Greening Baltimore one lot at a time

In urban areas, 15 percent of all land is vacant space. There’s a lot that can be done with the vacant lots in Baltimore. Formerly space used for residences, Baltimore City now has plenty of empty lots that can be used for other purposes. For geography and environmental systems professor Christopher Swan, these are areas that can be turned into green space.

His research interests include community ecology, biodiversity, urban ecology, and the ecology of rivers and streams. For six years, Swan and his graduate students have been transforming these previously vacant lots into green spaces that can be both environmentally and socially beneficial.

Swan’s project is meant to solve a problem that remains prevalent in many urban areas. He says, “One problem in urban environments is the increasing percentage of vacant land.
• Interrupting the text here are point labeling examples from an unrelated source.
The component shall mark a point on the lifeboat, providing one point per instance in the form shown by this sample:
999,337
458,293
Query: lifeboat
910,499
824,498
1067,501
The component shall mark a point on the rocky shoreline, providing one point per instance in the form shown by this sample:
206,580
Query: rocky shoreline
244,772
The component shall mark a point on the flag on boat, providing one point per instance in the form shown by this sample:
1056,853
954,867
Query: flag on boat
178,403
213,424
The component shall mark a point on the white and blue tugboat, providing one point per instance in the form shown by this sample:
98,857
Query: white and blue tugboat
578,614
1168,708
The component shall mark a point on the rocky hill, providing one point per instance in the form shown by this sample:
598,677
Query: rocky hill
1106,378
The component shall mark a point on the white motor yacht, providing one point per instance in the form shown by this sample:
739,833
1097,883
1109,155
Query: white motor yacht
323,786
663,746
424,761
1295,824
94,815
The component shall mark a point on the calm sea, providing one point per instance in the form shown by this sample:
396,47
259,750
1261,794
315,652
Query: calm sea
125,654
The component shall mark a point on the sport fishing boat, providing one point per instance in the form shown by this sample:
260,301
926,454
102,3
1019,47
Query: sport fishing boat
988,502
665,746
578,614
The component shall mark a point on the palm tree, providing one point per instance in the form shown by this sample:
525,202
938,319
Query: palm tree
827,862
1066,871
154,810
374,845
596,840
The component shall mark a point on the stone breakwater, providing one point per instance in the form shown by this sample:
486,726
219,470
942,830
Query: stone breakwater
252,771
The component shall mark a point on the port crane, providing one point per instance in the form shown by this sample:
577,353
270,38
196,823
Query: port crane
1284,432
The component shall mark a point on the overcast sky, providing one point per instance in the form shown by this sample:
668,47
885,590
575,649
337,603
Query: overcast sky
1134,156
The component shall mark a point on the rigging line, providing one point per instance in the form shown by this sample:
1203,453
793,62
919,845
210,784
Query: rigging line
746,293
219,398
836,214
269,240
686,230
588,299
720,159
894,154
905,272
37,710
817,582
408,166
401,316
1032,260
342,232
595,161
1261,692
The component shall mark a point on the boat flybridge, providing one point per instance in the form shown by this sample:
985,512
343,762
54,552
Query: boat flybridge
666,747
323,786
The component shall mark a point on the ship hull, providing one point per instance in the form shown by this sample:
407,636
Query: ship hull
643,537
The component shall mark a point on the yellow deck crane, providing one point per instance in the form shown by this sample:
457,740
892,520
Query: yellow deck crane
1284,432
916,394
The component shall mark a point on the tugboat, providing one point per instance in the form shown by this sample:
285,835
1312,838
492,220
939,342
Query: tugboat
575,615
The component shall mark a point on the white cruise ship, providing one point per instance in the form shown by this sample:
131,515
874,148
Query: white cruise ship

This is land where buildings once stood, they’ve been vacated … The question is: what do you do with this land? Are there environmental problems with it?” According to Swan, the answer begins in the soil: “The soil is very unsuitable for native plants. It often has pollutants in it, so that when water hits it, it runs off very quickly.”

This has implications due to the species of plants it tends to attract. “We get a lot of non-native species. That matters because the sustainability action plan in many cities is to bring back native species,” he said. “So, instead of having weeds, we’d like to see the species that naturally occur in the region.”

Soil samples in urban areas frequently carry pollutants such as heavy metals, including lead. Often, extracting a layer of soil reveals building materials which are not conducive to healthy soil. This makes it difficult for native plant species to grow in and without them, pollinators will ignore the area. These pollinators are crucial for a healthy ecological balance.

Swan’s work takes place in Harlem Park in West Baltimore, which is known for having issues with poverty and crime. But Swan’s attitude towards his work and the community is undoubtedly positive: “When we go out, folks talk to us … Most folks are interested, we get thank yous … I make a point of saying ‘hello’ to everyone.”

Yet, there is some criticism. “There are some folks that would prefer these areas to be parks, and when I walk in and do what I’m doing, it appears that I have control over the property,” said Swan, “UMBC licenses the property from the city, so I can’t do everything they want.”

There is also an economic benefit to Swan’s work. He said, “If you look at the distribution of vacant lands, it’s in areas of economically disadvantaged people. So the percentage of vacant lands is very high where poor people [live]. These areas are not kept up, often are a haven for crime, trash is usually left there.” Green space can often be sold to developers that can further improve it.

Swan’s work has earned him recognition from the Atlanticbut he remains humble and thanks the graduate students who have worked with him. “I didn’t do this alone,” he said. “I have a previous graduate student Anna Johnson and  I have a current graduate student Dorothy Browy, who are critical in getting this going and maintaining the work. There’s been a bunch of undergraduate interns at UMBC that have helped out.”

It’s thanks to their work that Charm City has a little more green in it.